# Door and fender emblems...



## LuxLemansFin (Jul 5, 2019)

Hello and greetings from Finland. I recently bought 1972 Luxury Lemans from States and shipped it here to Finland. These past weeks I have made little repairs and stuff for getting it ready for the road.

Cars paint has seen better days so Iam gonna repaint it. Now I wonder are those upper door/fender emblems original or not. I have saw pictures where is emblems and pictures where is not.

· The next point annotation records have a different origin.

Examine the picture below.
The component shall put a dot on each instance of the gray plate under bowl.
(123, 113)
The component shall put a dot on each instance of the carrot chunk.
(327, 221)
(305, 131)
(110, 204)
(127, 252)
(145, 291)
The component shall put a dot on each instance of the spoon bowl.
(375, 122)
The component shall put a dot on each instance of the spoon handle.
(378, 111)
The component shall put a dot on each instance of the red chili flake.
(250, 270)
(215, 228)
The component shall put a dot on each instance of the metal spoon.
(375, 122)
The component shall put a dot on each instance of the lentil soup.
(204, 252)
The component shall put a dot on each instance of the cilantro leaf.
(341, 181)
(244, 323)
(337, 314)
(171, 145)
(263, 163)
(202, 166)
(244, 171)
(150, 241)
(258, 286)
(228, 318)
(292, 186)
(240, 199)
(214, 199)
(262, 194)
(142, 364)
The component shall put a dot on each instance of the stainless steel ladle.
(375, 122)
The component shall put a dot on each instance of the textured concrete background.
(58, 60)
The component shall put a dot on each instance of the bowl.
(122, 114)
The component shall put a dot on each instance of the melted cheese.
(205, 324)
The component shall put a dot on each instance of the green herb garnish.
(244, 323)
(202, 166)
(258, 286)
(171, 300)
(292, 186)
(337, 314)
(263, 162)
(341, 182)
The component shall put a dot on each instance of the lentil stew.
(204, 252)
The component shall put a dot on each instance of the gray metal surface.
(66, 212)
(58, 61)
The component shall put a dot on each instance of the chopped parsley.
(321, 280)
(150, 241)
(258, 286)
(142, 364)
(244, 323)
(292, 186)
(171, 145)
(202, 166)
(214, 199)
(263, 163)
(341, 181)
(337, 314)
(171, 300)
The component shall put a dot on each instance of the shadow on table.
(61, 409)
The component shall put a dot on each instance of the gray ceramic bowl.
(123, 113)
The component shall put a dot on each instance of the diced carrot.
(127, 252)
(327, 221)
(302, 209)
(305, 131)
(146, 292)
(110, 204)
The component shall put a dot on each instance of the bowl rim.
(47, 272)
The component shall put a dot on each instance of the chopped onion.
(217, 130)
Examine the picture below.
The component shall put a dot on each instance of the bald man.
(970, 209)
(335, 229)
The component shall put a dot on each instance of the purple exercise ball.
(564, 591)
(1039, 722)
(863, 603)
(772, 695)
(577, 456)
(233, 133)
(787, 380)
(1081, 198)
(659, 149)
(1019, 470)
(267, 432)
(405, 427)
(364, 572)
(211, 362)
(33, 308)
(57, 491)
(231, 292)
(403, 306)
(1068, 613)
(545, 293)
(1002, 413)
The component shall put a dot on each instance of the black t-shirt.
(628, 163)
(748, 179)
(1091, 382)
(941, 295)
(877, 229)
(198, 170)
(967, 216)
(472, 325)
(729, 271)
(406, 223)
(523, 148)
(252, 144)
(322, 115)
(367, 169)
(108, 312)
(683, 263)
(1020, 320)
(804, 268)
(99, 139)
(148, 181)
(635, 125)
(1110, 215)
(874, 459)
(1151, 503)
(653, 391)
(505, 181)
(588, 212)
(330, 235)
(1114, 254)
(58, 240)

Other question is about one qaugelights. If you watch back of gauges where is that wiretemplate. At upper left corner is bulb and wire attached to it. Where it supposed to go?

I appriciate for help.


----------



## BLK69JUDGE (Jun 10, 2010)

post pictures 
we have no idea of your cars emblems positions

also 

that is NOT a wire 
fairly sure its a fiber optic to your ash trays upper housing to illuminate
the ash tray at night

pictures please


----------



## LuxLemansFin (Jul 5, 2019)

Upper emblems are like those thin ones at this car: https://www.motorious.com/vehicles/164961/1972-pontiac-lemans-luxury-lemans

and the " wire" is that which is attached to white bulb


----------



## BLK69JUDGE (Jun 10, 2010)

thats a factory door ding body line gaurd

my buddys 72 LEMANS SPORT has that also

thats not a wire its a fiber optic to the ash tray housing for illumination

theres a couple in the zip lock on right side of picture
very similar to the real rare 68 only lighted ignition switch fiber optic...

turn the lights on and look into the loose end ...

Scott


----------